Atatürk bile dans edip, türkülere eşlik eder…

*

Kuşkusuz…

Gazi Mustafa Kemal, oyunu sezmiş ama…

Artık o da bozmayıp, eğlenmeye devam eder…

Aslında…

Kadim dostu Conker’in kıyağının farkındadır…

Dostluk da…

Zaten bu değil midir?

*

Ayrılma zamanı gelmiştir…

Haydarpaşa’dan trene binilecektir, erken kalkmak gerekir…

Ayağa kalkar Mustafa Kemal…

Madem (!) kimse onu tanımamıştır, o da kapıya yönelir…

Arkasından bağırır Apostol:

“Mustafa hesabı ödemeden nereye gidiyorsun?”

Gazi, döner ve şöyle der:

“Yaz hesaba bre Apostol!”

Birbirlerine sarılıp ağlamaya başlarlar…

Bu arada bütün taverna ayağa kalkar ve dinmeyen alkışlar…

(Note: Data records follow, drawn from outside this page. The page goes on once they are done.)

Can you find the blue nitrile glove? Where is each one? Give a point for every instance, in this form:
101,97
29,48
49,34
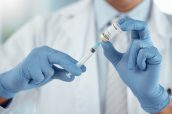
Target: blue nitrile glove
139,67
38,69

Tavernadakiler hep bir ağızdan bağırırlar:

“Bizim Mustafa, seni bırakmayacağız ama sen de bizi bırakma, daha sık gel…”

*

Cumhuriyeti kuranların önce insan olduklarını hiç ama hiç unutmayalım…

Şükranla, saygıyla, özlemle….

Nokta…

Sonsöz Gazi Mustafa Kemal Atatürk ‘ten gelsin!

“Ben kalpleri kırarak değil, kazanarak hükmetmek isterim… ”

İnsan olmak, kalpleri kazanmaktır; kalpleri kırmak değil.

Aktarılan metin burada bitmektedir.